Modern gas boilers are analogue, seems odd with this digital age, but with the boiler analogue is better.
It is mainly to gain the latent heat from the flue gases, and to do this the return to the boiler needs to be cool enough, so many methods are used to try to allow the boiler to gradually increase or decrease output, if the boiler is switched off, then next time it is switched on, it has to start the adjusting output from scratch again, so the whole idea is to gradually open and close controls.
However, there is a problem, we don't want the boiler to run when not required, so we need a method to tell the boiler all areas are now warm enough, you can switch off.
So for many years the zone valve has been of limited use, as it is a simple on/off, with say 10 zone valves then chances are one will open as another closes, and with my property the flat under the main house rarely used, so turning it completely off makes sense. So there is still a place for a zone valve, but rather limited.
To set up central heating, A1 would cost a fortune, we do see building management systems able to heat and cool each room as required, but the cost of the installation is eye watering high. So we go for the near enough engineering approach, and this is where the water gets quite muddy, as we try to balance cost to install, to cost to run and also how comfortable the home will be.
I think Honeywell EvoHome was around the first, but we now have Drayton Wiser, Tado, and others all doing basic the same thing, plus some which were really not designed for the UK systems like Nest, that try to control whole home from one point, but since we don't in the main live in open-plan houses, or have hot air circulating around the house, one point control is in the main useless.
The next is hard-wired v wireless, some systems only work with hard-wired thermostats, I rejected Energenie for my house, as the hard-wire would cost too much.
I don't know how Worcester Bosch controls now work, when I looked at them for late mother's house, they seemed to use just one thermostat, which did not suit her house.
So it is down to the design of your house, there is no one system suits all. A house with doors on the rooms, and radiators on internal walls, linked TRV heads work well, put those radiators on external walls, and often better with wall thermostats, as the cool walls start heating too soon when on external walls.
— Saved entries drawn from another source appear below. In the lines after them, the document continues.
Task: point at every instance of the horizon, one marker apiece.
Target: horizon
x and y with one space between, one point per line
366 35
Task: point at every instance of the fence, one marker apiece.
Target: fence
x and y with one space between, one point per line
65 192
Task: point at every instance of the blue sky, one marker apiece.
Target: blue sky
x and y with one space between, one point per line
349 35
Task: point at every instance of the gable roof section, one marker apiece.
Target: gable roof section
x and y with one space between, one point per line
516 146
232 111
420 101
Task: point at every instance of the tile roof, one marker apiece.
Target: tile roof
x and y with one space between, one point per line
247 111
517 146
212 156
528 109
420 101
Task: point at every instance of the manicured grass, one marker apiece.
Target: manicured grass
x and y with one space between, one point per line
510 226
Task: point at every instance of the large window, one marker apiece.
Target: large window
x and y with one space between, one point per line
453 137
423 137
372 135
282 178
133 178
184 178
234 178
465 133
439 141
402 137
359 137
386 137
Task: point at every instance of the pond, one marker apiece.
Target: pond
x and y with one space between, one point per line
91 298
I have learnt by my mistakes, cheaper to get a heating engineer who can avoid the errors I made, the biggest problem I have had is the sun in the windows, making just some rooms heat up far too much, so want fast reacting TRV's which can turn the heat off fast, and radiators only just warm enough, so they cool down fast. But no two homes are the same.
My mother's house was OK until apple trees cut down to get a caravan in, then too much sun in the bay windows, so it needed multi thermostats to cope with the sun moving around the house, and wind direction.
I fail to see how with a large house how outside sensors will work? As the four walls will have different conditions to cope with, but with our caravan (smallest living space I can think of) the hot air central heating worked A1 with a single thermostat.
All down to the design of your house.